# Tax relief on income protection policy



## Neil_Ireland (18 Sep 2008)

Is it true you can claim tax relief on income protection insurance policies?
The broker mentioned I could claim back 41% of my payments at the end of the tax year.

Thanks,
Neil.


----------



## NorfBank (18 Sep 2008)

Yes.
You can claim tax relief  at your marginal rate on premiums paid.


----------



## PaddyW (18 Sep 2008)

As Norf said, yes you can. When I asked for an IC policy quote a few weeks back the relief was built into the quote.


----------



## Neil_Ireland (18 Sep 2008)

I got a quote of 45 euro plus change for income protection, the broker said this price was before tax relief.


----------



## Jimbobp (23 Sep 2008)

Yes you are entitled to tax relief. If you are a company director you can have the company pay the premiums on your behalf (the company will get tax relief and then offset the balance against corporation tax). This will not attract BIK taxation.


----------



## GSheehy (23 Sep 2008)

Your premiums qualify for tax relief at your marginal rate *to a maximum of 10% of total salary.*


----------



## NorthDrum (24 Sep 2008)

Also, if you take out the income protection through your own account dont forget to claim back the tax relief. You would be surprised the amount of people whom I see dont claim tax on pensions and these kind of policies. 

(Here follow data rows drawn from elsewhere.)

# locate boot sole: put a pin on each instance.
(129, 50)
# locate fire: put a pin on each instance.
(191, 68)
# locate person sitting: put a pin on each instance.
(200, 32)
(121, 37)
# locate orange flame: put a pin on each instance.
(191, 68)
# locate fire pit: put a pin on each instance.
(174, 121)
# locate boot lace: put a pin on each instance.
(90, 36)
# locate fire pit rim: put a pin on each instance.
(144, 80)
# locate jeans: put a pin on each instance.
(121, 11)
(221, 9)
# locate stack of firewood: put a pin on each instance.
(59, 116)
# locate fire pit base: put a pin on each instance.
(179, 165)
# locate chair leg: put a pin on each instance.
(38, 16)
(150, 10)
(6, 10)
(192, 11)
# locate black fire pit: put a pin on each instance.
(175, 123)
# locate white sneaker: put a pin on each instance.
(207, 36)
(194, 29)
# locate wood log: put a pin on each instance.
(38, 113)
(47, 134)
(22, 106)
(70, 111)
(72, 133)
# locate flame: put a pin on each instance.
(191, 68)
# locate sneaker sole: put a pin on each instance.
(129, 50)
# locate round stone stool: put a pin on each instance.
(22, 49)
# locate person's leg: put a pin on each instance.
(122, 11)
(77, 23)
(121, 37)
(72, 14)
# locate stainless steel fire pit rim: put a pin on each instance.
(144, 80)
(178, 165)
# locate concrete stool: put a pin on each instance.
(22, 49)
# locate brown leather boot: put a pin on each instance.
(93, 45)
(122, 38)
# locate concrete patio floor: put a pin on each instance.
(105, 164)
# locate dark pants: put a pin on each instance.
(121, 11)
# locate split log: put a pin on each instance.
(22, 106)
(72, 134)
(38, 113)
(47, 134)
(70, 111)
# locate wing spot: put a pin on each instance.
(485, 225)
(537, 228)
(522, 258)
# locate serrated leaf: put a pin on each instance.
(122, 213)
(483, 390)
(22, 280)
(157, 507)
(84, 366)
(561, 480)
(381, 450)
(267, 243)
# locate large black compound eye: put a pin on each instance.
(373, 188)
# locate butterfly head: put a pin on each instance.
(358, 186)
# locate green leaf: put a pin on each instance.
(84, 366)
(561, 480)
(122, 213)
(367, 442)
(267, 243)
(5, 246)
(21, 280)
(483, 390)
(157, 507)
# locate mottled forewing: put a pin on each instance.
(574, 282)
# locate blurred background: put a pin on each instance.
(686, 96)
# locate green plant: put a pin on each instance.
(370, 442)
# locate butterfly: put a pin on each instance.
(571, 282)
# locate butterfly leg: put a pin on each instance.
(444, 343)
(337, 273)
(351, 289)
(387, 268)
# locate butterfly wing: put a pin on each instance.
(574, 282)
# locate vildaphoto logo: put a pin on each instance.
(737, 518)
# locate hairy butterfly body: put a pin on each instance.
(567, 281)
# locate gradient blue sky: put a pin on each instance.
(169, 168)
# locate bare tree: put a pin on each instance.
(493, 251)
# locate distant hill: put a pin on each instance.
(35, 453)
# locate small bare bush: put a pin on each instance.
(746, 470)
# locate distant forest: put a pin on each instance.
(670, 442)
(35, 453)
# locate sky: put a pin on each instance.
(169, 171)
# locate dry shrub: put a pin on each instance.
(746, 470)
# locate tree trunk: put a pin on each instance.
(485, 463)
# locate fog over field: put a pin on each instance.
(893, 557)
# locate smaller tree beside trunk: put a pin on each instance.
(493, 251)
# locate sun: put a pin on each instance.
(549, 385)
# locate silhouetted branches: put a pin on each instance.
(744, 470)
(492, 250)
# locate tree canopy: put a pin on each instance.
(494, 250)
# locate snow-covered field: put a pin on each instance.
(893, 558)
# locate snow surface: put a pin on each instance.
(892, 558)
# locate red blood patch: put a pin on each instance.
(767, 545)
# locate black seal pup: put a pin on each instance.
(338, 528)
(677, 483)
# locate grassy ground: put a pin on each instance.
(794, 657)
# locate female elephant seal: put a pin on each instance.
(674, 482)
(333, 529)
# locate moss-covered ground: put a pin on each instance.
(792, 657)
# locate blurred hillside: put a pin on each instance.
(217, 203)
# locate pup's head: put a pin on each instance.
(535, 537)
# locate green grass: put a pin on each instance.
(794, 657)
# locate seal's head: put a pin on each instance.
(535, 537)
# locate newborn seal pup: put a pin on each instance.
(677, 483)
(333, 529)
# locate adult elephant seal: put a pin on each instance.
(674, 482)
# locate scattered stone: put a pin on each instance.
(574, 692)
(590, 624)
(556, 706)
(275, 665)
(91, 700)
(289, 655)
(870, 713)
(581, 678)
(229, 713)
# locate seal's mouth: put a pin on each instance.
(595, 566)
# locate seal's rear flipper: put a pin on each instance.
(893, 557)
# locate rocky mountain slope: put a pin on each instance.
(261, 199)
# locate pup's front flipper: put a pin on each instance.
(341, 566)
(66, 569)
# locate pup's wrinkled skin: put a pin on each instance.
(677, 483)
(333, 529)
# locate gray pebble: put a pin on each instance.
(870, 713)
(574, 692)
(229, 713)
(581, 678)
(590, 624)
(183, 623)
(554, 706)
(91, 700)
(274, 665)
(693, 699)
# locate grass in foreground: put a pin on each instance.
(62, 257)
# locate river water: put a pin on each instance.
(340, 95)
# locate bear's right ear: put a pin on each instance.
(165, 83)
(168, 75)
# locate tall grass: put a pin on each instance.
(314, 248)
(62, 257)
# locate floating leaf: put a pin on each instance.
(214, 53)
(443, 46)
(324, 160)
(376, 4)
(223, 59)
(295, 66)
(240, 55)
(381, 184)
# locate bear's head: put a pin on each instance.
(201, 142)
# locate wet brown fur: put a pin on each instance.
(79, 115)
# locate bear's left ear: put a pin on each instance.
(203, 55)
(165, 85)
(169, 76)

Dont assume you are getting tax relief (like many people get their mortgage relief from straight from the mortgage lenders).


----------



## thespecialon (22 Oct 2008)

Hi all,

Had a look at Revenue Website and I dont see a form for claiming this back?
I also have a ROS account and didnt see a facility to claim back through this either?

Can anyone point me in the right direction?

Thanks,

T


----------



## lipso (28 Jun 2010)

Does anyone know if you work in Ni and live in ROi which country do you apply for an income protection policy?


----------